Bajando del bus, el
caminó hacia la salida de la terminal. No sabía exactamente hacia dónde ir.
Prendió un cigarrillo, dejó que ese humo negro perfore su alma hacia sus
pulmones, expirando intenciones vanas y necesidades sin satisfacer. Caminó con
su única mochila. Su inseparable mochila verde con un gran cierre y dos
bolsillos a los costados.
Paso a paso caminaba
evitando a las personas. Los lentes negros antiguos reflejaban aquel extraño
mundo en el que se aventuró a ir. Sus zapatillas tan verdes como su mochila tocaban
lo que sus pies no querían tocar, el suelo inmundo por el que él tenía que
desplazarse. Sus manos se ocultaban en su jean celeste un poco roto en las
costuras cerca de su zapatillas que gastadas por los difíciles caminos del Perú
seguían aguantando a el sujeto que miraba siempre al horizonte, siempre con
asuntos pendientes, con historias inconclusas, con finales abiertos.
Nunca dejaba de pensar
en las líneas de su novela, en los cigarros que fumaba, en las bebidas
aguardientes que tomaba, en las canciones que revoloteaban su cabeza y sus oídos
cubiertos de los audífonos de un viejo iPod que recuperó del baúl de su antigua
casa.
El sol caía al
mediodía como si la Tierra le perteneciera desde siempre. El calor no
perdonaba, llegaba desde las seis dela mañana hasta las seis de la tarde.
Verano sin interrupciones, verano agotador, verano ingrato, verano estúpido. El
bus lo dejó exhausto. Se baja la mochila del hombro, la abre y saca una botella
de agua. Recuerda que la compró en el camino cuando el bus paró para almorzar.
Recuerda también que una chica lo veía, veía su barba, sus lentes, su casaca
azul, sus zapatillas verdes como su mochila, veía su mochila. Él la miró, se
puso los audífonos de nuevo, puso play al iPod y Babasónicos empezó a tocar. Pagó
el agua que ahora estaba bebiendo. La mirada de la chica se diluía en su mente
como agua en su garganta.
La chica desapareció
porque nada más ocupaba su mente que ella. Ni el tránsito, ni el sol, ni el
agua, ni la música, ni su novela de detectives de los años 50 que olvidó en el
bus, ni si quiera la pregunta ¿Dónde iré ahora? Nada, absolutamente nada. Ni
nadie.
El anillo de
compromiso brillaba en su mano derecha, en el dedo índice, donde dicen que pasa
la vena que lleva directamente al corazón. Ese corazón que ya no era suyo sino
de aquella mujer que dejó atrás. Junto a sus problemas, a sus complicadas conversaciones,
a su vida ordenada y perfecta. El odiaba las rutinas, pero lo hizo por ella.

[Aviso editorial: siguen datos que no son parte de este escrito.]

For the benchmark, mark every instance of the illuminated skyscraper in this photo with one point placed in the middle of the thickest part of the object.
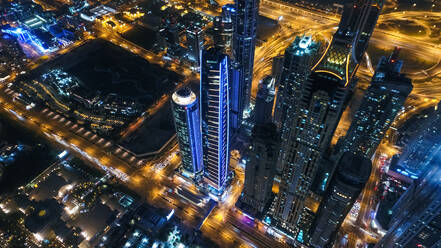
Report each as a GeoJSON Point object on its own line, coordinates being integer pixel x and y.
{"type": "Point", "coordinates": [381, 103]}
{"type": "Point", "coordinates": [214, 88]}
{"type": "Point", "coordinates": [188, 130]}
{"type": "Point", "coordinates": [421, 147]}
{"type": "Point", "coordinates": [244, 39]}
{"type": "Point", "coordinates": [264, 101]}
{"type": "Point", "coordinates": [296, 68]}
{"type": "Point", "coordinates": [346, 184]}
{"type": "Point", "coordinates": [224, 28]}
{"type": "Point", "coordinates": [416, 217]}
{"type": "Point", "coordinates": [195, 42]}
{"type": "Point", "coordinates": [322, 99]}
{"type": "Point", "coordinates": [260, 169]}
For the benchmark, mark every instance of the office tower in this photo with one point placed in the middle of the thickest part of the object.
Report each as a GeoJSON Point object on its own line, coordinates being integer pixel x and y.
{"type": "Point", "coordinates": [277, 68]}
{"type": "Point", "coordinates": [423, 145]}
{"type": "Point", "coordinates": [260, 169]}
{"type": "Point", "coordinates": [244, 38]}
{"type": "Point", "coordinates": [295, 69]}
{"type": "Point", "coordinates": [349, 179]}
{"type": "Point", "coordinates": [195, 42]}
{"type": "Point", "coordinates": [294, 72]}
{"type": "Point", "coordinates": [381, 103]}
{"type": "Point", "coordinates": [185, 107]}
{"type": "Point", "coordinates": [416, 217]}
{"type": "Point", "coordinates": [264, 101]}
{"type": "Point", "coordinates": [322, 99]}
{"type": "Point", "coordinates": [214, 98]}
{"type": "Point", "coordinates": [223, 29]}
{"type": "Point", "coordinates": [348, 45]}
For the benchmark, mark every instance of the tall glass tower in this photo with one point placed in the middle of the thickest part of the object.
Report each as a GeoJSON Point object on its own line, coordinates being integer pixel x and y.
{"type": "Point", "coordinates": [322, 99]}
{"type": "Point", "coordinates": [214, 88]}
{"type": "Point", "coordinates": [188, 130]}
{"type": "Point", "coordinates": [349, 179]}
{"type": "Point", "coordinates": [416, 217]}
{"type": "Point", "coordinates": [383, 100]}
{"type": "Point", "coordinates": [244, 39]}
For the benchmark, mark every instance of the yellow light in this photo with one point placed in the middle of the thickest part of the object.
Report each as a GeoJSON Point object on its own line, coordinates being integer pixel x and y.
{"type": "Point", "coordinates": [330, 72]}
{"type": "Point", "coordinates": [324, 54]}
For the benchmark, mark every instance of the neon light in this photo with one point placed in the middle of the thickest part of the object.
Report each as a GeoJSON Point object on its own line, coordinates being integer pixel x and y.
{"type": "Point", "coordinates": [347, 69]}
{"type": "Point", "coordinates": [170, 214]}
{"type": "Point", "coordinates": [330, 72]}
{"type": "Point", "coordinates": [324, 54]}
{"type": "Point", "coordinates": [62, 154]}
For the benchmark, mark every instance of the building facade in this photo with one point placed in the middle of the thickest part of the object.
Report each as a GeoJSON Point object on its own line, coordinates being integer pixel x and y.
{"type": "Point", "coordinates": [214, 94]}
{"type": "Point", "coordinates": [244, 39]}
{"type": "Point", "coordinates": [416, 217]}
{"type": "Point", "coordinates": [260, 169]}
{"type": "Point", "coordinates": [349, 179]}
{"type": "Point", "coordinates": [195, 42]}
{"type": "Point", "coordinates": [296, 67]}
{"type": "Point", "coordinates": [421, 147]}
{"type": "Point", "coordinates": [263, 108]}
{"type": "Point", "coordinates": [381, 103]}
{"type": "Point", "coordinates": [188, 130]}
{"type": "Point", "coordinates": [322, 99]}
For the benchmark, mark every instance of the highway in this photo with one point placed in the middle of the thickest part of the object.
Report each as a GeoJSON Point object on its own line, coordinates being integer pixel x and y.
{"type": "Point", "coordinates": [225, 225]}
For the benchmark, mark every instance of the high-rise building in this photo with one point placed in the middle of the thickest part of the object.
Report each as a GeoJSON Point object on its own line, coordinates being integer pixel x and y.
{"type": "Point", "coordinates": [263, 108]}
{"type": "Point", "coordinates": [244, 39]}
{"type": "Point", "coordinates": [260, 168]}
{"type": "Point", "coordinates": [416, 217]}
{"type": "Point", "coordinates": [348, 45]}
{"type": "Point", "coordinates": [295, 70]}
{"type": "Point", "coordinates": [188, 130]}
{"type": "Point", "coordinates": [381, 103]}
{"type": "Point", "coordinates": [214, 99]}
{"type": "Point", "coordinates": [223, 29]}
{"type": "Point", "coordinates": [421, 147]}
{"type": "Point", "coordinates": [195, 42]}
{"type": "Point", "coordinates": [322, 99]}
{"type": "Point", "coordinates": [349, 179]}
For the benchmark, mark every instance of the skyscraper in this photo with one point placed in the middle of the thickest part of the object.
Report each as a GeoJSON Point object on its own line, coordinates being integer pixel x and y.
{"type": "Point", "coordinates": [381, 103]}
{"type": "Point", "coordinates": [188, 130]}
{"type": "Point", "coordinates": [244, 39]}
{"type": "Point", "coordinates": [224, 28]}
{"type": "Point", "coordinates": [295, 71]}
{"type": "Point", "coordinates": [349, 179]}
{"type": "Point", "coordinates": [348, 45]}
{"type": "Point", "coordinates": [422, 146]}
{"type": "Point", "coordinates": [260, 169]}
{"type": "Point", "coordinates": [264, 101]}
{"type": "Point", "coordinates": [416, 217]}
{"type": "Point", "coordinates": [195, 42]}
{"type": "Point", "coordinates": [322, 99]}
{"type": "Point", "coordinates": [214, 87]}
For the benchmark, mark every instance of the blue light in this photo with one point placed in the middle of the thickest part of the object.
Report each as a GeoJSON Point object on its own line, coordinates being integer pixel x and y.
{"type": "Point", "coordinates": [267, 220]}
{"type": "Point", "coordinates": [300, 236]}
{"type": "Point", "coordinates": [170, 214]}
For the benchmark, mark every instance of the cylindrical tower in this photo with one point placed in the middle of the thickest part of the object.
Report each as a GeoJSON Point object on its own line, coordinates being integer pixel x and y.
{"type": "Point", "coordinates": [188, 130]}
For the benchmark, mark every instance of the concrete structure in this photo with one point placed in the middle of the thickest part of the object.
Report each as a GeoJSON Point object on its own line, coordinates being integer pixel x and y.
{"type": "Point", "coordinates": [188, 130]}
{"type": "Point", "coordinates": [381, 103]}
{"type": "Point", "coordinates": [346, 184]}
{"type": "Point", "coordinates": [214, 98]}
{"type": "Point", "coordinates": [416, 216]}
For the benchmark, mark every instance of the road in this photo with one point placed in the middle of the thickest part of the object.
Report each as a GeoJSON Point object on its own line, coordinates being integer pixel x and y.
{"type": "Point", "coordinates": [225, 225]}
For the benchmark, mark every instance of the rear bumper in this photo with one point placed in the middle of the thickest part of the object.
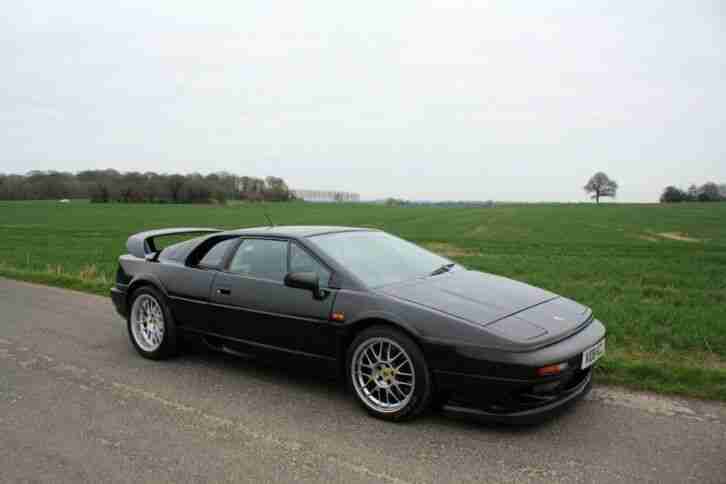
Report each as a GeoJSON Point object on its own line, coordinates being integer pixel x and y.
{"type": "Point", "coordinates": [118, 297]}
{"type": "Point", "coordinates": [524, 406]}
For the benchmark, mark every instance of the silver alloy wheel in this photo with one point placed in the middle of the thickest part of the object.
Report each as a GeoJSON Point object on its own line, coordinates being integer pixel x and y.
{"type": "Point", "coordinates": [383, 374]}
{"type": "Point", "coordinates": [147, 323]}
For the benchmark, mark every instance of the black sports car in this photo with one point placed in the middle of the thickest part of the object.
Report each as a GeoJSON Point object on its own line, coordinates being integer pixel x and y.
{"type": "Point", "coordinates": [403, 325]}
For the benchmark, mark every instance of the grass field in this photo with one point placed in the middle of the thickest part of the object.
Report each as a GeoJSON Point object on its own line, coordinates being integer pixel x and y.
{"type": "Point", "coordinates": [656, 275]}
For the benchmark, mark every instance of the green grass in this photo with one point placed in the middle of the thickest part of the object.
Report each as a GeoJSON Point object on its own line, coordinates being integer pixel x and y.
{"type": "Point", "coordinates": [662, 300]}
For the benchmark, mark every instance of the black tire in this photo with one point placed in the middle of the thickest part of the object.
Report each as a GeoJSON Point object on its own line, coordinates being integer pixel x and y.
{"type": "Point", "coordinates": [169, 345]}
{"type": "Point", "coordinates": [423, 387]}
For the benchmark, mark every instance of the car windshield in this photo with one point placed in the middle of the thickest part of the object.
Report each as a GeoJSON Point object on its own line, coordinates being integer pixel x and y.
{"type": "Point", "coordinates": [378, 258]}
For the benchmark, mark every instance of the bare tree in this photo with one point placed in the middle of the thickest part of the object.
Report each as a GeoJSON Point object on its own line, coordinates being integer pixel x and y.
{"type": "Point", "coordinates": [600, 185]}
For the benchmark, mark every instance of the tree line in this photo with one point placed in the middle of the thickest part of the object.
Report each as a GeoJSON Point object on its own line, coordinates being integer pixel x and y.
{"type": "Point", "coordinates": [708, 192]}
{"type": "Point", "coordinates": [134, 187]}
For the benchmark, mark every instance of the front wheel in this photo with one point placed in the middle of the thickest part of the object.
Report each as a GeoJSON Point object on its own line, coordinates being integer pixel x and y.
{"type": "Point", "coordinates": [388, 374]}
{"type": "Point", "coordinates": [151, 326]}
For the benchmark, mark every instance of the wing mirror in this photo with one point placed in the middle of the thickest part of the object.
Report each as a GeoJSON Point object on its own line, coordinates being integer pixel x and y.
{"type": "Point", "coordinates": [305, 280]}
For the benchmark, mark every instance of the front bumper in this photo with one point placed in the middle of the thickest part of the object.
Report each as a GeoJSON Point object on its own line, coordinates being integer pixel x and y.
{"type": "Point", "coordinates": [504, 386]}
{"type": "Point", "coordinates": [119, 301]}
{"type": "Point", "coordinates": [525, 406]}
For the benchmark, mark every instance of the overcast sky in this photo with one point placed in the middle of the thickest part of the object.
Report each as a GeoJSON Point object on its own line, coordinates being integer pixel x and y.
{"type": "Point", "coordinates": [441, 100]}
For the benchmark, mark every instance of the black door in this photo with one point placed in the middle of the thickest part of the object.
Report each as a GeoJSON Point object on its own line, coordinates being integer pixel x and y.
{"type": "Point", "coordinates": [188, 286]}
{"type": "Point", "coordinates": [257, 307]}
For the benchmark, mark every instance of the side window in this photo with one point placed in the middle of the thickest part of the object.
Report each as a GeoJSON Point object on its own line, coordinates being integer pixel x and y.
{"type": "Point", "coordinates": [301, 261]}
{"type": "Point", "coordinates": [266, 259]}
{"type": "Point", "coordinates": [214, 257]}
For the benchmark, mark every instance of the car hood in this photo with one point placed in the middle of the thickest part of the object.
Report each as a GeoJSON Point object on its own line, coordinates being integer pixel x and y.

Por esa mujer, por su mujer.
Ahora ella no existía
en su vida, en su mundo. En la realidad. Ella se esfumó como el humo del cigarro
que botó hace tres cuadras para tomar agua. Se esfumó como el humo de los autos
y micros al llegar a determinada altura. Se consumió, la consumió. Ella se fue
sin decir adiós, sin aviso, sin nota. Simplemente se fue, lo expectoró, ella escupió
como flema. Lo dejó plantado en un altar brilloso de una catedral que le
pertenecía a la más infame ciudad de la Tierra, su ciudad natal.
El caminaba después de
un agotador viaje, con un aliento a cigarro, con el sudor en la frente, con las
zapatillas verdes iguales a su mochila, que combinaban con ese jean medio roto
en las costuras. El regresó para nunca más irse, para quedarse y morir sin pena
ni gloria como había vivido antes de conocerla y después de olvidarla.